Sure. And thanks for your contribution. I was just focusing in the "foreigner(s)" part.


----------



## k-in-sc

(focusing *on*) 
"Foreigners" sounds awfully harsh in English. What do you mean by "extranjero(s)"? Immigrants? Expatriates? Foreign-born residents?


----------



## RicardoElAbogado

k-in-sc said:


> (focusing *on*)
> "Foreigners" sounds awfully harsh in English. What do you mean by "extranjero(s)"? Immigrants? Expatriates? Foreign-born residents?



How about aliens? 

Immigrants is probably more neutral and is also common.  When referring to those of my clients who are immigrants, I usually refer to them as "foreign-born clients."


----------



## inib

Sé que no todos estarán de acuerdo, pero yo usaría "Did there use to be...?" en lugar de "Did there use*d* to be...?"


----------



## aztlaniano

k-in-sc said:


> "Foreigners" sounds awfully harsh in English.

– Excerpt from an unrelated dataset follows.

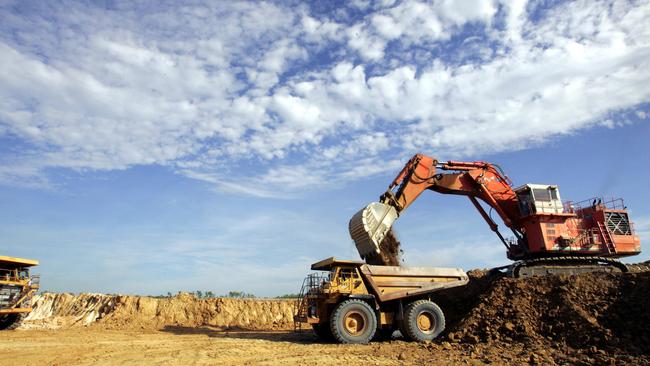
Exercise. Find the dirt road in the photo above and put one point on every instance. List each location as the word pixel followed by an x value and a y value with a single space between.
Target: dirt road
pixel 205 346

What do you mean by "extranjero(s)"? Immigrants? Expatriates? Foreign-born residents?


Hay que emplear "foreigners" porque lo abarca todo - turistas, estudiantes, hombres de negocios, inmigrantes, diplomáticos, periodistas, soldados de las fuerzas de ocupación, etc.



Conree said:


> Sure. And thanks for your contribution. I was just focussing on the "foreigner(s)" part.

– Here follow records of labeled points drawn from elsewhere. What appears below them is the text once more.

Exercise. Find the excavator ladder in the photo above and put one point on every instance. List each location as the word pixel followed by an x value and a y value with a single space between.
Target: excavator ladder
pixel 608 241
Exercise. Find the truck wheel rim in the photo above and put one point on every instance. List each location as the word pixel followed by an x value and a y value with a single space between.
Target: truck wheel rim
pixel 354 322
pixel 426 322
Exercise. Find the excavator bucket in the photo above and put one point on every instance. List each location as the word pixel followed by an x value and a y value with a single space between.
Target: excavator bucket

No se puede emplear el singular con un sentido plural, como se puede en español. Otro ejemplo.
An imaginary interview with the head of the employers' association of Spain (CEOE), Gerardo Díaz Ferrán:
 El empresario tiene claro que la forma de acabar con el paro es “obligando a la gente a trabajar, que *mucho vago es lo que hay*. Se coge a los parados y se les dice que para estar en el sofá tirados, os vais a la fábrica. Mantas, que sois unos mantas. Es lo que hice yo aquí en la galera”.
En inglés: "there are a lot of lazy people/persons". Mucho vago = many lazy people
Recuerda que "people" es plural. There are a lot of people who* are* lazy.


RicardoElAbogado said:


> How about aliens?


"Aliens" is not readily understood by Britons (or rather they could mistake it for a reference to extraterrestrials) unless they paid close attention to the lyrics of Sting's song about Quentin Crisp, "Englishman in New York", with the refrain "I'm an alien, I'm a legal alien, I'm an Englishman in New York".


----------



## lospazio

k-in-sc said:


> (focusing *on*)
> "Foreigners" sounds awfully harsh in English. What do you mean by "extranjero(s)"? Immigrants? Expatriates? Foreign-born residents?

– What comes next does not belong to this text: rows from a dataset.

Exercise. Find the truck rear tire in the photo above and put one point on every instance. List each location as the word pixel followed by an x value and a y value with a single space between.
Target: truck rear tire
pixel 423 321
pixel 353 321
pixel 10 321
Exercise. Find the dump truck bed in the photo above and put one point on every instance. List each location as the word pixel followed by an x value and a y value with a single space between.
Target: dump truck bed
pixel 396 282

This surprises me. Until now I employed _foreigner_ to name a person who is not a citizen of a given country, no matter if he or she is an immigrant, an expatriate, a tourist or whatever. Am I wrong? Is it necessary to be so specific about the poor guy?


----------



## nwon

No es necesario. La verdad es que se usa esa palabra siempre, y a la mayoría de la gente no le molesta. Siempre que la uses en una manera respetuosa, todo será bien.


----------



## Gesnabe

Sé que no todos estarán de acuerdo, pero yo usaría "Did there use to be...?" en lugar de "Did there used to be...?"


I agree inib about this

Regards


----------



## RicardoElAbogado

aztlaniano said:


> "Aliens" is not readily understood by Britons (or rather they could mistake it for a reference to extraterrestrials) .



I was making that suggestion tongue in cheek. I was not seriously suggesting that the term "aliens" was less harsh than foreigners.


----------



## RicardoElAbogado

inib said:


> Sé que no todos estarán de acuerdo, pero yo usaría "Did there use to be...?" en lugar de "Did there use*d* to be...?"



I would certainly write *used* but in speaking I might be less careful and say *use*.  I believe that there are threads arguing this issue back and forth, which I commend to anyone interested in the argument.


----------



## srb62

fedayn said:


> Hola a todos,
> 
> - Did there used to be many/a lot f foreigner in this part of the city?
> - Were there usually many/a lot of foreigner in this part of the city?
> 
> Tengo serias dudas entre ambas, pero me quedo con la primera.
> 
> Gracias.
> 
> Saludos.



An interesting discussion.
For me, as a British speaker, I think I find 'immigrant' to have the potential to sound more negative than 'foreigner' - and the comments about it not being precise enough are well made.  I would probably use 'foreign people'.
To describe the idea of 'previously', I'd employ 'in the past', giving something like:

_Did many foreign people (used to) live in this part of the city in the past?
In the past were there many foreign people living in this part of the city?_


----------



## k-in-sc

I agree that sometimes you have to use "foreigners," but Spanish speakers seem to be unaware of the unpleasant connotations. When possible, alternatives are usually preferable.


----------



## RicardoElAbogado

I agree that "foreigner" can have a negative connotation.  I also agree that saying "foreign people" (or otherwise modifying "foreign" with a word or phrase (such as  "foreign-born clients") removes it. 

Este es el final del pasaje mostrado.